Most drivers think their old car is more eco-friendly than buying an electric vehicle

NEW YORK — Gen-Z and baby boomers may agree on more than either generation will admit. Case in point: newer isn’t always better, even for eco-friendly technology like electric cars!

A survey of 2,000 American car drivers and owners finds that both generations equally believe the items they own should last at least 10 years (84%). While seven in 10 respondents overall try to thrift their clothes and belongings as much as possible, 78 percent of those between 18 and 40 try to thrift clothes and belongings in an effort to create less waste or lower their environmental impact.

Commissioned by Ally Financial and conducted by OnePoll, the study also found thriftiness goes hand-in-hand with sustainability. Eighty-two percent of people try to be as sustainable as possible by reusing and saving items as often as they can.

Hanging on until the last second

The average American has had their current phone for four years, their computer for five, and their home for eight. Younger consumers also tend to keep their cars for long periods of time. More than half of respondents in the 18-40 age range believe vehicles should last for seven or more years (64%).

More than half of respondents (56%) still drive their first car, and just as many (59%) would rather buy a used car than a new model. The preference is even stronger among 18 to 40-year-olds, with 71 percent opting for used over new cars. As to why younger consumers favor a used car over a new car, most younger respondents cited sustainability (63%) and ease of driving (63%) as key motivators, along with affordability (46%).

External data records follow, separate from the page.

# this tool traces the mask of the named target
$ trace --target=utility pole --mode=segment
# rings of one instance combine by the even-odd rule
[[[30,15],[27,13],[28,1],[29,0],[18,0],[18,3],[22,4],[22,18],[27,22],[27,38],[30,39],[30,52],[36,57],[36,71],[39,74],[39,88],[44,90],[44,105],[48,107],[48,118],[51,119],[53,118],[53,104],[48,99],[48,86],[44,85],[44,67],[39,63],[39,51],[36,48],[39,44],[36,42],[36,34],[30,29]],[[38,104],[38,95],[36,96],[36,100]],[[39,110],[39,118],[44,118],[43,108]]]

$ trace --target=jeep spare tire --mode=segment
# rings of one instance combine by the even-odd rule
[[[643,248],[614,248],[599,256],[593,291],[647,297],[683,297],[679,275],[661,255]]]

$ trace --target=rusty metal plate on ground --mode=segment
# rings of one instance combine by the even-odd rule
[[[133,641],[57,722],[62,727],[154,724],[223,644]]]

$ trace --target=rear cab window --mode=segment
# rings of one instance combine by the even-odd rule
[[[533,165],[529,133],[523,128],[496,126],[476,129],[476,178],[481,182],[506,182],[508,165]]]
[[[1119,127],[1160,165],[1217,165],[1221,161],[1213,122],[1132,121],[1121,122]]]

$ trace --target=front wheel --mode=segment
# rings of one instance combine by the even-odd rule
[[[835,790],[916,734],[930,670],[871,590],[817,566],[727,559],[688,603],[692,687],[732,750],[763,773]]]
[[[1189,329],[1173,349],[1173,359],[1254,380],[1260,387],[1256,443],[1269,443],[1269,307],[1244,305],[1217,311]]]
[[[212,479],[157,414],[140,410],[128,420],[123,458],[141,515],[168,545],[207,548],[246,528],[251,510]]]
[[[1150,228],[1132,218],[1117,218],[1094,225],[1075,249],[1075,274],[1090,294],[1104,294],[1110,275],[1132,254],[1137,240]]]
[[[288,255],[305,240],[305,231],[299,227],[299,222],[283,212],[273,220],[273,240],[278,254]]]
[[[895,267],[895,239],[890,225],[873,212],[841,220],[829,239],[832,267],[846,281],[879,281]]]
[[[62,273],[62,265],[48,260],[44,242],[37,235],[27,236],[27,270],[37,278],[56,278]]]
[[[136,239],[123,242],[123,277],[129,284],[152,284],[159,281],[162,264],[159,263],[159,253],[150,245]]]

American drivers are also split over which is more eco-friendly — 32 percent believe newer cars with the latest emissions control technology are better for the environment. Meanwhile, 52 percent believe older cars are more sustainable since they use fewer resources than building new cars.

“Gen Z and millennials prioritize sustainability and that influences consumer attitudes on everything from clothes to cars,” says Gabe Garroni, Senior Vice President of Insurance, Ally Financial in a statement. “Whether younger generations are purchasing an electric vehicle, or a used car, the goal remains the same: to lessen environmental impact.”

Raising the bar on electric cars

When shopping for a car, respondents look for features like reliability (65%), affordability (63%), performance (49%), safety features (49%), and efficiency (45%). Many respondents (42%) also say the mileage on the odometer comes into play. However, this is more vital for older generations. A majority (53%) of respondents over age 57 consider mileage on the odometer as a feature they look for when they shop for a car.

Overall, each generation is looking for something different when it comes to shopping for a vehicle. Nearly half of younger generations want to find something more eco-friendly (47%). Meanwhile, respondents over 57 want more reliability and less maintenance (56%).

Four in five (82%) younger drivers also believe electric cars are the future and 72 percent between 18 and 40 would consider purchasing one. In comparison, only 28 percent of older drivers would consider ever purchasing an electric vehicle – even though the majority (51%) still see EVs as the future.

Respondents also admit electric vehicles have a higher bar to meet before they consider getting one. That higher bar includes features like a longer range (37%), the same affordability as a gas-powered vehicle (34%), and improved safety (30%).

“No matter the car type – used, new, or EV – we recommend car buyers consider vehicle service contracts to help extend the life of their vehicle and protect their wallets from unexpected repair costs,” Garroni says. “Ask your dealer about how service contracts help cover repairs and replacement parts that fall outside the factory warranty.”